7 - Mengingkari Sebuah Rasa

4 0 0
                                    

Terimakasih sudah tekan tanda ⭐ disisi kiri bawah sebelum melanjutkan baca chapter ini. 🌝

💞💞💞

“I want to deny this feeling so as not to hurt two hearts.”
-Eileen Innovyana

💞💞💞

Rezvan berusaha menetralkan wajahnya saat melihat Eileen. Sungguh sangat tidak bisa dipikirkan, mengapa gadis itu yang ada dalam balutan gaun pengantin? Bukankah harusnya Evelyn, calon istrinya?

Rezvan terus memandangi Eileen. Tak dapat membohongi hatinya, Rezvan sungguh merindukan tatapan mata itu. Rezvan rindu akan Eileen. Akhir-akhir ini gadis itu berusaha menjauhi dirinya. Degup jantungnya bertambah kencang saat melihat Eileen, seakan mengetahui tempat yang seharusnya hati itu berlabuh.
Tidak jauh berbeda dengan Rezvan, Eileen pun hanya bisa mematung memandang tak percaya bahwa pria yang berusaha ia hindari, sudah ada di depan matanya. Rezvan terlihat sangat tampan dan berkarisma saat memakai jas pengantin miliknya.  Eileen malu mengetahui ia kepergok sedang memakai gaun pengantin Evelyn. Lihatlah, mereka seperti pasangan pengantin yang siap dalam penikahan!

Hingga sebuah suara berhasil menyadarkan mereka berdua, “Kalian pasangan yang sangat cocok, cantik dan tampan.”

Eileen dan Rezvan serempak menoleh pada asisten Yura. Eileen bersemu merah mendengar komentar itu. Ia salah tingkah dan gelisah. Sedangkan Rezvan masih bisa mengontrol raut wajahnya, berusaha setenang mungkin. Padahal hatinya sudah berontak.

“Emm… saya rasa sudah cukup. Bisa anda tolong saya... mengganti baju?” Eileen bersuara pada asisten Yura. “Kak, bisa kamu tinggalkan kami berdua?”

Rezvan gelagapan, mukanya seketika bersemu malu, “Sure!”

Setelah kejadian di butik itu, Rezvan memutuskan untuk mengantar Eileen pulang ke apartemennya. Saat ini mereka berada di mobil Rezvan. Jangan tanyakan dimana keberadaan mobil Eileen, pria itu meminta Eileen untuk meninggalkan mobilnya di butik dan menyuruh petugas apartemen untuk mengambilnya.

Entah alasan apa Rezvan menginginkan Eileen untuk diantar olehnya. Yang jelas, sejak memasuki mobil Rezvan, mereka tidak berani untuk membuka suara.

Eileen dan Rezvan tidak suka berada disituasi canggung seperti ini. Hingga mereka mulai bersuara dengan menyebut nama lawan bicaranya secara bersamaan. Mau tidak mau mereka saling menoleh.

Ladies first…” sahut Rezvan mengalah.

“Kak Evelyn kemana, Kak Rez?”

“Lho, saya juga ingin menanyakan itu ke kamu. Dimana Evelyn? Kenapa bisa kamu yang fitting gaun pengantin?” Rezvan bertanya heran. Hatinya bertanya-tanya sebenarnya apa yang terjadi.
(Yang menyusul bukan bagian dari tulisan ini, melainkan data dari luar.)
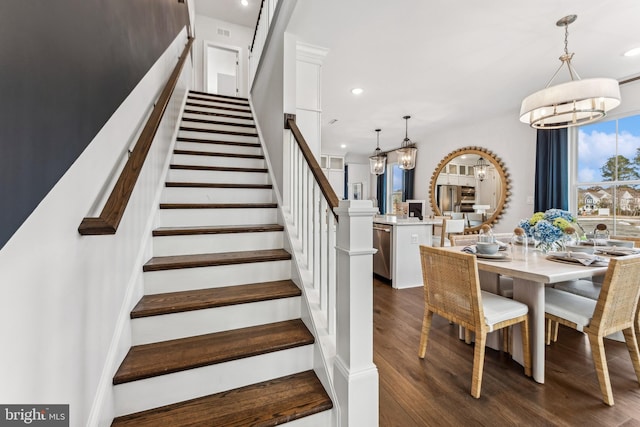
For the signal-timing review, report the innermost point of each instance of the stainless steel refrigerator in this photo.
(449, 198)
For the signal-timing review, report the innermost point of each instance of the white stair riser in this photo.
(205, 321)
(185, 279)
(223, 177)
(215, 97)
(217, 136)
(323, 418)
(195, 217)
(216, 195)
(218, 148)
(244, 114)
(236, 120)
(199, 160)
(179, 386)
(216, 243)
(217, 126)
(221, 105)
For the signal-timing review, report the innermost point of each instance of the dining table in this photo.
(531, 273)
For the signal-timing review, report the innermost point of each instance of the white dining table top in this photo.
(537, 268)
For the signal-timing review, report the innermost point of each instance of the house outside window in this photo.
(605, 176)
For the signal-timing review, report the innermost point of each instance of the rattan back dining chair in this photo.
(452, 290)
(614, 310)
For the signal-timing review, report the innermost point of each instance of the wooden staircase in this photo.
(217, 337)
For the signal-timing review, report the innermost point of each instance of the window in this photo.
(606, 183)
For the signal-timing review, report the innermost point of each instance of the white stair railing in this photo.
(334, 258)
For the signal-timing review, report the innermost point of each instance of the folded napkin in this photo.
(578, 257)
(503, 246)
(615, 250)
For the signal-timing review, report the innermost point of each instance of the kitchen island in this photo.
(397, 242)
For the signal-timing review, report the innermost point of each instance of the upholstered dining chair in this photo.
(590, 288)
(452, 290)
(615, 310)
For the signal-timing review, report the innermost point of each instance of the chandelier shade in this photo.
(378, 162)
(568, 104)
(574, 103)
(407, 151)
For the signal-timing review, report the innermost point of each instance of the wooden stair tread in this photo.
(173, 262)
(213, 113)
(217, 185)
(218, 122)
(150, 360)
(224, 100)
(223, 229)
(198, 92)
(177, 302)
(224, 132)
(268, 403)
(217, 107)
(218, 205)
(218, 168)
(216, 154)
(214, 141)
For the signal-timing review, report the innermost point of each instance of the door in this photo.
(221, 75)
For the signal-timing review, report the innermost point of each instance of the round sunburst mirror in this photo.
(473, 181)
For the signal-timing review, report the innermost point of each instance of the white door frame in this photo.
(239, 80)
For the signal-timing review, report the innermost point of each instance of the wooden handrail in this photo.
(321, 179)
(257, 23)
(113, 210)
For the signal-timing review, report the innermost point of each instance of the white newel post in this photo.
(355, 375)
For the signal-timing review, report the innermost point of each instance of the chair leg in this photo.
(602, 370)
(526, 347)
(632, 346)
(424, 335)
(505, 340)
(478, 363)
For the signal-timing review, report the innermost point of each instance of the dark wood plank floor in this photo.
(435, 391)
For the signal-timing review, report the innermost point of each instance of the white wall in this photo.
(507, 138)
(207, 33)
(65, 296)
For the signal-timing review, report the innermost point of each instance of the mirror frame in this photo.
(500, 168)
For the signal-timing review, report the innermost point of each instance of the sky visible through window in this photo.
(597, 144)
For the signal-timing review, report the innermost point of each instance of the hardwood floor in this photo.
(435, 391)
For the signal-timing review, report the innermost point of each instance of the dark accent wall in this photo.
(65, 67)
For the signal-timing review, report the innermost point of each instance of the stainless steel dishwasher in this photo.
(382, 238)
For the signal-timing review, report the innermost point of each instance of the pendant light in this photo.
(480, 169)
(407, 151)
(378, 162)
(577, 102)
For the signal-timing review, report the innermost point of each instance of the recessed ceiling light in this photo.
(633, 52)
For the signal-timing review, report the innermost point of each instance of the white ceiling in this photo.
(230, 11)
(446, 63)
(451, 62)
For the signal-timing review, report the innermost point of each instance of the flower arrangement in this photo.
(549, 228)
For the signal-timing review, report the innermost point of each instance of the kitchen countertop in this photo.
(393, 220)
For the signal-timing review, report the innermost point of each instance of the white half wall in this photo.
(65, 297)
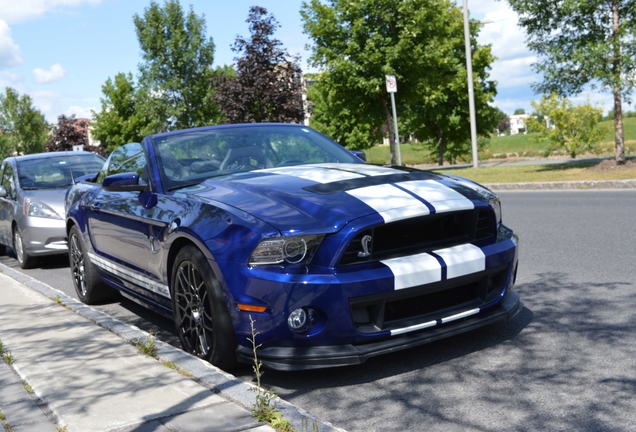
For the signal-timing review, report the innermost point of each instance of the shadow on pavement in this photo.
(565, 363)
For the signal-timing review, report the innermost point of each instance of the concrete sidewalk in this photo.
(92, 380)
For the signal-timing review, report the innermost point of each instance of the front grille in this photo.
(378, 312)
(422, 234)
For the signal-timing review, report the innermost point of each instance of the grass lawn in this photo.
(521, 145)
(546, 172)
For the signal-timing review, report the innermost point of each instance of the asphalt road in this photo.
(568, 362)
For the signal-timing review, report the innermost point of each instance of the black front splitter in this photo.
(316, 357)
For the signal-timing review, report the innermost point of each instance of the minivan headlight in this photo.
(39, 209)
(496, 206)
(291, 250)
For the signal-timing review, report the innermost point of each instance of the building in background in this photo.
(518, 123)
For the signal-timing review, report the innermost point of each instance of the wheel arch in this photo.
(185, 239)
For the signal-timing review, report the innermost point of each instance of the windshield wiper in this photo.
(185, 185)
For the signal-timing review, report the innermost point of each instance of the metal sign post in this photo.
(471, 93)
(391, 88)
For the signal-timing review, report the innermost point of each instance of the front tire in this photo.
(201, 318)
(89, 287)
(25, 260)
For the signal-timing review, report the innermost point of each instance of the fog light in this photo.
(297, 320)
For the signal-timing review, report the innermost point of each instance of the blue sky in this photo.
(61, 51)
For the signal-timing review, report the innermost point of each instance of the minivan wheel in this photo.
(25, 260)
(201, 318)
(88, 286)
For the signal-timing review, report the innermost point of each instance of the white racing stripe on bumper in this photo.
(433, 323)
(443, 198)
(413, 328)
(460, 315)
(125, 273)
(414, 270)
(390, 202)
(462, 260)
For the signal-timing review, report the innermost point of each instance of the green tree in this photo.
(357, 42)
(23, 128)
(584, 43)
(122, 118)
(575, 128)
(68, 132)
(503, 122)
(267, 86)
(176, 68)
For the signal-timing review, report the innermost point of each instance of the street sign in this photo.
(391, 84)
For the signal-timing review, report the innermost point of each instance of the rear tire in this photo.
(89, 287)
(201, 318)
(25, 260)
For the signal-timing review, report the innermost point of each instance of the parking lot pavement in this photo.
(567, 363)
(21, 410)
(93, 381)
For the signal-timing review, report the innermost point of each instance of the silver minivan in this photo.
(32, 191)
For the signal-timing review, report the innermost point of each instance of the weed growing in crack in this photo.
(264, 408)
(6, 354)
(148, 346)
“Saya disuruh Kak Evy untuk mencoba gaunnya. Itu pun kata Yura, pemilik butik itu. Katanya Kak Evy sedang ada kendala di pekerjaannya.”
Rupanya mereka kembali dalam mode kaku, menggunakan ‘saya’ daripada ‘aku’.

“Evelyn menghubungi Yura?” Rezvan mendelik tak suka. “Dia bisa menghubungi orang lain, tapi saat aku menghubungi dia kenapa selalu tidak diangkat?!”

“Maksud Kak Rezvan?” Eileen mengernyit tak mengerti.

Rezvan terdiam tak membalas pertanyaan Eileen. Sepertinya ada yang tidak beres dengan Evelyn. Rezvan harus mengetahui apa itu. Ketika pikirannya berusaha mencari jalan keluar, matanya tidak sengaja menangkap pemandangan yang tidak ingin dilihat olehnya.

Seketika ia menghentikan mobilnya di pinggir jalan, “Evelyn?”

Eileen mengikuti arah pandang Rezvan yang mengarah ke arah café seberang jalan. Eileen ikut terkejut saat melihat kakaknya bersama dengan pria lain memasuki café itu.